Recently, the American Census Bureau changed the geographical entities reported in the state of Connecticut, as discussed here. Previously, data was reported in the following 8 counties:
CT_counties <- data.frame(county = c("Fairfield County, CT",
"Hartford County, CT",
"Litchfield County, CT",
"Middlesex County, CT",
"New Haven County, CT",
"New London County, CT",
"Tolland County, CT",
"Windham County, CT"),
fips = c("09001",
"09003",
"09005",
"09007",
"09009",
"09011",
"09013",
"09015"))
As usmap
has been updated to facilitate this change, the new 9 planning regions used are:
CT_regions <- data.frame(region = c("Capitol Planning Region",
"Greater Bridgeport Planning Region",
"Lower Connecticut River Valley Planning Region",
"Naugatuck Valley Planning Region",
"Northeastern Connecticut Planning Region",
"Northwest Hills Planning Region",
"South Central Connecticut Planning Region",
"Southeastern Connecticut Planning Region",
"Western Connecticut Planning Region"),
fips = c("09110",
"09120",
"09130",
"09140",
"09150",
"09160",
"09170",
"09180",
"09190"))
Because usmap
uses the new shapefiles, the following code works:
library(usmap)
plotdf <- data.frame(fips = CT_regions$fips, vals = rnorm(9))
plot_usmap(data = plotdf, values = "vals",
include = c("MA", "CT", "RI"),
labels = FALSE)
Producing the following image:
But, since a lot of data is reported at the older county level, it is useful to still be able to plot those. However, this no longer works. The following code gives nothing useful:
library(usmap)
plotdf <- data.frame(fips = CT_counties$fips, vals = rnorm(8))
plot_usmap(data = plotdf, values = "vals",
include = c("MA", "CT", "RI"),
labels = FALSE)
Question: Using usmap
, is there any easy way to plot the counties previously used for Connecticut (CT_counties
) ? Particularly a way that does not involve going back to previous versions of usmap
. As it is useful to be able to do both things in the same script.
To elaborate on my comment, the workflow for creating choropleth maps for 2021 and years prior to Connecticut's shift to planning regions would look something like this:
First, we grab the TIGER shapeline files using tigris::counties
function. Note that since we are going directly to the TIGER files, we won't use usmap("counties")
in the workflow since it uses FIPS codes from 2022.
library(tigris)
library(dplyr)
library(ggplot2)
options(tigris_use_cache = TRUE)
CT_county_shp <- counties(state = "CT", year = 2021)
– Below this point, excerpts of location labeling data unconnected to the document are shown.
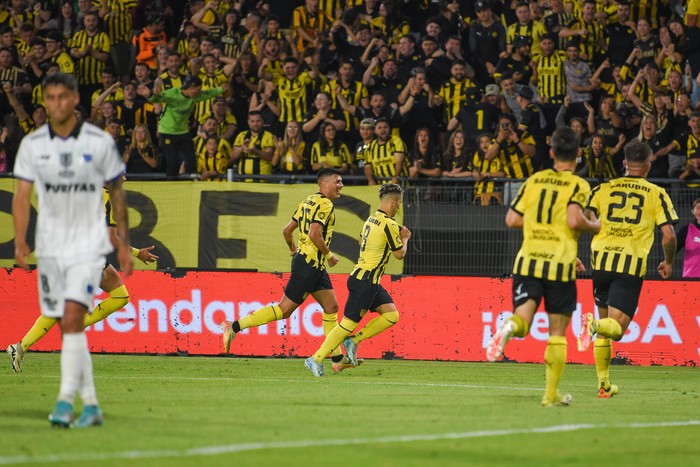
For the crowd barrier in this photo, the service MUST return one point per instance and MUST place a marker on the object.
(209, 226)
(442, 318)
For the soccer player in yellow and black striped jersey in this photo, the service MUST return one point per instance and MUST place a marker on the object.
(90, 48)
(386, 155)
(292, 89)
(549, 209)
(381, 238)
(315, 219)
(549, 72)
(630, 208)
(111, 282)
(454, 91)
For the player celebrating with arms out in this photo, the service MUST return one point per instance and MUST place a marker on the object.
(315, 219)
(550, 210)
(68, 162)
(381, 237)
(630, 208)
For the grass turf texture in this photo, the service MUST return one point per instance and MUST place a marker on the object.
(236, 411)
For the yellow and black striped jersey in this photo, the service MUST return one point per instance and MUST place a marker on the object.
(218, 163)
(592, 42)
(454, 94)
(515, 163)
(550, 246)
(292, 97)
(312, 24)
(274, 67)
(335, 157)
(319, 209)
(90, 68)
(687, 144)
(118, 20)
(64, 61)
(13, 75)
(354, 94)
(533, 30)
(382, 156)
(287, 160)
(203, 108)
(602, 167)
(551, 81)
(331, 7)
(481, 164)
(629, 209)
(200, 143)
(381, 235)
(250, 164)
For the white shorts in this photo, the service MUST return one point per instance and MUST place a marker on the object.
(62, 280)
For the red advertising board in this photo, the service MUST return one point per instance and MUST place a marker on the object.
(442, 318)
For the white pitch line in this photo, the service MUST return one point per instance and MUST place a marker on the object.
(306, 380)
(262, 446)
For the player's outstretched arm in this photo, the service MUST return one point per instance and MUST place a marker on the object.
(20, 214)
(582, 221)
(668, 241)
(288, 233)
(117, 197)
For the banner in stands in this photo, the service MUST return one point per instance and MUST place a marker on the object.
(441, 318)
(211, 226)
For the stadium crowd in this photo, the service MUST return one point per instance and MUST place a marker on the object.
(385, 89)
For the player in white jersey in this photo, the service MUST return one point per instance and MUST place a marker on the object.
(68, 162)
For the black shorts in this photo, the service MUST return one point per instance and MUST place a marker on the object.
(364, 296)
(305, 279)
(621, 291)
(559, 297)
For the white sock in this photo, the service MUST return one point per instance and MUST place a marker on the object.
(72, 355)
(87, 388)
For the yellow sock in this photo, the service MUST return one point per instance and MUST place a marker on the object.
(118, 298)
(38, 330)
(555, 359)
(330, 321)
(264, 315)
(334, 338)
(521, 327)
(608, 327)
(602, 351)
(377, 325)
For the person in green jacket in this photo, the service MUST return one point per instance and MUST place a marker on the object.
(173, 128)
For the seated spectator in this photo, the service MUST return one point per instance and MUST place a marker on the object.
(600, 158)
(289, 152)
(141, 155)
(486, 191)
(456, 162)
(385, 156)
(212, 163)
(329, 152)
(424, 160)
(254, 148)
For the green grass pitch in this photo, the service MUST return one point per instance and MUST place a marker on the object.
(197, 411)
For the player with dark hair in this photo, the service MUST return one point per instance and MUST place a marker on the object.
(315, 219)
(71, 235)
(381, 238)
(111, 283)
(630, 208)
(550, 210)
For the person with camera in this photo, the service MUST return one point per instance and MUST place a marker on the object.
(514, 148)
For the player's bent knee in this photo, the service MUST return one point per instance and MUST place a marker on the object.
(392, 317)
(331, 308)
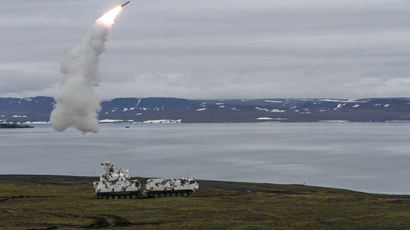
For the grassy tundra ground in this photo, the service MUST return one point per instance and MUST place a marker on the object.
(60, 202)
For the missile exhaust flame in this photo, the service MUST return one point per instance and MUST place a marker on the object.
(76, 104)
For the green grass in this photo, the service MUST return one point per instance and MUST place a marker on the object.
(218, 205)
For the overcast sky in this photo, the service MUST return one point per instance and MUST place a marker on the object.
(214, 48)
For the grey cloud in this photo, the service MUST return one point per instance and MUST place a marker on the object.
(217, 49)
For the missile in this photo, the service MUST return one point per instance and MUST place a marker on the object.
(125, 4)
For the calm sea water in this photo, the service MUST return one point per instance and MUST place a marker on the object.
(370, 157)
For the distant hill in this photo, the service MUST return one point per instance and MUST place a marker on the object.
(37, 109)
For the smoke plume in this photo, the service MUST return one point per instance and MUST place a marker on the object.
(76, 103)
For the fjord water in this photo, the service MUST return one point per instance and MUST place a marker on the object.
(369, 157)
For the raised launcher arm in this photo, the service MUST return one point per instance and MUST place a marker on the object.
(113, 175)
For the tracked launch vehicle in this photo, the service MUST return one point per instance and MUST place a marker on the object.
(116, 184)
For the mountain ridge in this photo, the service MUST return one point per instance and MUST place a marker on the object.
(136, 109)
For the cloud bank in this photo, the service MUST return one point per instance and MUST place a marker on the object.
(217, 49)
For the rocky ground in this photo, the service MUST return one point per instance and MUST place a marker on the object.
(65, 202)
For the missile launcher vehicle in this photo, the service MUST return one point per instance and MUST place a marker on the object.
(116, 184)
(170, 187)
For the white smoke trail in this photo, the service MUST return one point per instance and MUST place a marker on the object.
(76, 104)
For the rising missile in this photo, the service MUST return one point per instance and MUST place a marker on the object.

CT_counties <- data.frame(
county = c(
"Fairfield County, CT",
"Hartford County, CT",
"Litchfield County, CT",
"Middlesex County, CT",
"New Haven County, CT",
"New London County, CT",
"Tolland County, CT",
"Windham County, CT"
),
fips = c(
"09001",
"09003",
"09005",
"09007",
"09009",
"09011",
"09013",
"09015"
),
# This can be any variable(s) as long as we have the correct FIPS codes
vals = rnorm(8)
)
Next, we join our counties data frame to our counties shapefile that we downloaded from the US Census Bureau (I use tidyverse
tools here, but base R or data.table
works as well):
CT_counties_clean <- left_join(
CT_county_shp,
CT_counties,
by = join_by("GEOID"=="fips"),
keep = TRUE
) |>
select(
county,
fips,
vals,
geometry
)
Our CT_counties_clean
data frame should also be a simple features, or sf
, object (e.g., class(CT_counties_clean)
returns both data.frame
and sf
). The geometry
column is a list
column containing multipolygon geometries, which is identical to the geom
column of usmap("counties")
. Since plot_usmap()
uses ggplot()
under the hood, but doesn't allow us to join our data to anything other than the 2022 counties, we can just construct our own ggplot()
instead, such as:
ggplot() +
geom_sf(data = CT_counties_clean, aes(fill = vals)) +
labs(title = "CT Counties (2021)") +
theme_void()
From there, you can modify the map to your liking to add labels, custom colors, fonts, etc., as well as playing around with the map projections. usmap_crs()
indicates that the default CRS for usmap
objects is EPSG 9311 coordinate reference system, whereas fetching CT counties from tigris
and running sf::st_crs()
shows that the TIGER files are in the EPSG 4269 coordinate reference system. You'll want to ensure that you are using the same CRS for your 2021 and 2022 CT county maps. Hope this helps you along!